US author Paul Auster addresses gun violence in new book

The 74-year-old's latest work, 'Bloodbath Nation', is a hard-hitting 100-page essay featuring photos from mass shootings taken by Spencer Ostrander.

Paul Auster is setting his sights on the US’ epidemic of gun violence in ‘Bloodbath Nation’. (Wikipedia pic)
NEW YORK:
American novelist Paul Auster is turning his sights on the United States’ epidemic of gun violence in a hard-hitting 100-page essay that features photos from mass shootings.

“Bloodbath Nation” is due to be published by Grove Press today in the US. The writing in this new work by Auster is terse and sombre and is accompanied by pictures taken by photographer Spencer Ostrander.

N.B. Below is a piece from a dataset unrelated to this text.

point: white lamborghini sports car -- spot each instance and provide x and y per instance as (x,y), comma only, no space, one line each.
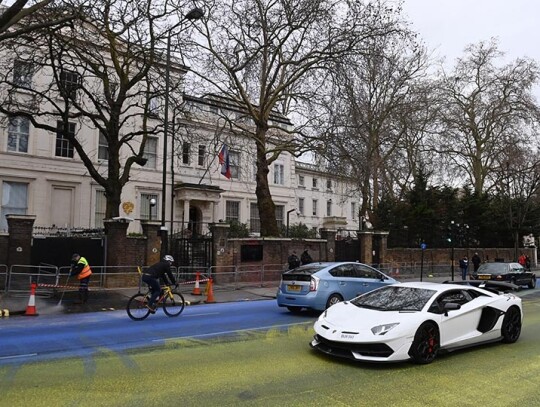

Auster says one of the reasons he is writing it is a family secret that was kept from him until he was a young man.

“The truth comes down to this: on Jan 23, 1919,” he writes in the book, “my grandmother shot and killed my grandfather.”

Auster says his father was only six years old then and his uncle, who witnessed the killing, nine.

The grandmother went on trial in Wisconsin but was found innocent for reasons of temporary insanity. She and her five children ended up settling in New Jersey, “where my father grew up in a wrecked family”.

“The Gun had caused all this, and not only did the children have no father, they lived with the knowledge that their mother had killed him,” Auster wrote.

Like gun-control advocates and victims associations before him, Auster recites the horrifying numbers associated with gun violence in America: more than 40,000 people die by gunfire each year, half of them suicides.

And guns outnumber people by 393 million to 338 million.

The book features dozens of black-and-white photos by Ostrander of the scenes of mass shootings, such as the LGBTQ nightclub Pulse in Orlando, Florida in 2016. More than 50 people died in that massacre.

They also show a supermarket, a temple, a parking lot, or other places but never a human being.

“I chose to focus on the site of the shooting as a symbol. Whether it’s rebuilt, whether it’s razed, whether it’s left to decay, that’s a symbol of how Americans value this issue,” Ostrander said in October in an interview with Publishers Weekly.

“The fissures in American society are steadily growing into great chasms of empty space,“ Auster writes in his book.

Marred by tragedy

The 75-year-old author with the soulful, sunken eyes gained cult status in the 1980s and 1990s with his “New York Trilogy” of metaphysical mysteries and his hip film “Smoke”, about the lost souls who patronise a Brooklyn tobacco shop.

His more than 30 books are as likely to be found in airports as on university reading lists and have been translated into more than 40 languages.

In recent years his life was marred by tragedy, his 10-month-old granddaughter dying after ingesting heroin and his son Daniel dying of an overdose 10 months later.

Neither of Auster’s Jewish Polish immigrant parents went to university, and there were few books in his home growing up in Newark, New Jersey.

But he discovered the power of the pen – and found his vocation – after composing a poem about the arrival of spring. It was a “horrible” poem, he admitted later, but the act of writing changed his way of seeing the world.

He moved to New York to attend Columbia University and, after graduating, spent four years in France, where he worked on translations to earn a living while struggling to hone his craft.

Auster went through particularly dark times in the 1970s when he married – then four years later divorced – US short-story writer Lydia Davis, with whom he had Daniel.

“I had run into a wall with my work. I was blocked and miserable, my marriage was falling apart, I had no money. I was finished,” he told the New York Times in 1992.

The turning point came with the sudden death of his father, which spurred Auster to write “The Invention of Solitude”, a haunting memoir of his dad and reflection on father-son relationships, a recurring theme in Auster’s work.

Published in 1982, it was a critical success and set Auster free with his writing. That same year he married fellow author Siri Hustvedt.

New York modernist

His big breakthrough came with “The New York Trilogy”, a philosophical twist on the detective genre featuring a shady quartet of private investigators named Blue, Brown, Black and White.

His gift for sharp dialogue – Auster mercilessly edits himself for sentence rhythm – was key to the success of “Smoke”, which he wrote and co-directed, about a Brooklyn smoke shop owner played by Harvey Keitel.

He also co-directed the follow-up, “Blue in the Face”, which featured Keitel again, alongside Jim Jarmusch, Michael J Fox, Madonna, and Lou Reed.

In 2017 he broke with his concise style to deliver a 866-page tome, “4 3 2 1”, charting American society through the life of an everyman, Archie Ferguson.

Auster presented it as his masterwork, but while America’s National Public Radio found it “dazzling”, others were less positive, with Britain’s The Guardian calling it a “poorly edited disaster” and The Irish Times deeming it “the last fat novel of a collapsed American pride”.